12月の行事予定

今年は、「雪が遅い」と思っていた矢先、名寄市内は、24日から雪が降り続き、同日午後2時までの24時間降雪量が60センチになり、11月の観測史上最大を記録しました。
   この局地的な大雪で、市内の小中学校は全て休校、道路も大雪や吹き溜まりの影響で寸断されました。また、大雪が原因とみられる18件の物損事故が発生しています。
   家の前の軽自動車もすっかり雪に埋もれてしまいました。(写真)
   一方、雪雲から外れたお隣の下川町などでは降雪が少ないなど、改めて「局地的」ということの凄さを実感しました。
   まもなく12月、今年もカレンダーは、一枚を残すだけになりました。
   この一年、コロナ禍の影響を受けて、子ども将棋教室は、6回の休みとなり、月例会や有段者・地区予選なども5月から9月にかけて7回が中止になっています。
   来年こそ、マスクをかけてでも、予定通りに将棋が指せると良いですね。

   ☆☆名寄支部12月の行事☆☆

  • 12月   4日(土)  第17回子ども将棋教室
  • 12月  11日(土)  第18回子ども将棋教室
  • 12月  18日(土)  第37回支部・市役所対抗戦
   ※将棋教室は、10時から正午迄、対抗戦は、午後1時から行います。
   ※会場は、駅前交流プラザ「よろーな」(東1南7 ℡01654-9-4607)です。

 第80期順位戦C級2組7回戦 ▲阿部 光瑠六段vs△石田 直裕五段戦

第80期順位戦C級2組7回戦(11/11)で、本市出身の石田 直裕五段は、東京・将棋会館4階「銀沙の間」で阿部 光瑠六段(あべ こうる)と対戦しました。、
   阿部六段は、青森県弘前市の出身で中村 修九段門下。
才気あふれる指し回しが魅力のオールラウンダーで、ここ数ヶ月は、三間飛車の採用が多くなっています。
   過去の対戦成績は、阿部六段3勝。
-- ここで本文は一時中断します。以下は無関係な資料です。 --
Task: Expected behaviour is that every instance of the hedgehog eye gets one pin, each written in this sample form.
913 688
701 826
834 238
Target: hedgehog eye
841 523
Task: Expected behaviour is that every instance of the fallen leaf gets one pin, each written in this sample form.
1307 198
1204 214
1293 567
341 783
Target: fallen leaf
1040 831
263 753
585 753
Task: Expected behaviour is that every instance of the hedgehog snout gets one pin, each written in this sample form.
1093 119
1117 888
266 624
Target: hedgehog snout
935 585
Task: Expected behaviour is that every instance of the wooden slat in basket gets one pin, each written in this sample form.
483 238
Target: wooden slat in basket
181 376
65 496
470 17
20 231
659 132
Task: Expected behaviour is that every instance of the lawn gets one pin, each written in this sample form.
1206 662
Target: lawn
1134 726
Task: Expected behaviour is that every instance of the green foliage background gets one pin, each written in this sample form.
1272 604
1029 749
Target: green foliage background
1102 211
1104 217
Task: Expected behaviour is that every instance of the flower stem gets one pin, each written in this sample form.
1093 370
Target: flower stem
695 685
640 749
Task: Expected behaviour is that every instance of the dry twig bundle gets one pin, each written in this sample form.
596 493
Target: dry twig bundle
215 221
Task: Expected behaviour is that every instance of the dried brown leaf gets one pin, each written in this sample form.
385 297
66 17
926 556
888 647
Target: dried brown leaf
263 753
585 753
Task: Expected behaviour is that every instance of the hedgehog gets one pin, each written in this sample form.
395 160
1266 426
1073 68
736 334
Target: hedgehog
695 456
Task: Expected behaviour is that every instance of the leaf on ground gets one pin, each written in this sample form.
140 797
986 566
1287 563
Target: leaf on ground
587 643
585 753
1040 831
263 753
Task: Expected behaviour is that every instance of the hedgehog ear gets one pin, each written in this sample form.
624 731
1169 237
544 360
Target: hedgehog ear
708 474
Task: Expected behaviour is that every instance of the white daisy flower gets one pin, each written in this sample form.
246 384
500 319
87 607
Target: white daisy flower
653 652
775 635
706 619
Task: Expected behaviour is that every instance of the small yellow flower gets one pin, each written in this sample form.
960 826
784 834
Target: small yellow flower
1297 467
石田五段3勝。
   そのうち順位戦では、2回対戦して1勝1敗です。
   阿部六段の先手で始まった将棋は、先手の三間飛車に対して後手の左美濃になりました。






先手が▲7四歩と突っかけて、△同歩に飛車を走らずに▲3七角と飛車取りに覗き、対して後手が△5五歩と軽い歩の突き出しで応じたのが第1図です。
   ▲5五同角なら、△6四銀▲3七角と先手を取ってから△8六歩で後手が指せそうです。
   この局面で、先手が21分使ったところで昼食休憩に入り、再開後は、すぐに▲5五同歩が指されました、以下、△6四銀▲6五歩△7五銀▲6八飛と進み中盤戦に入りました。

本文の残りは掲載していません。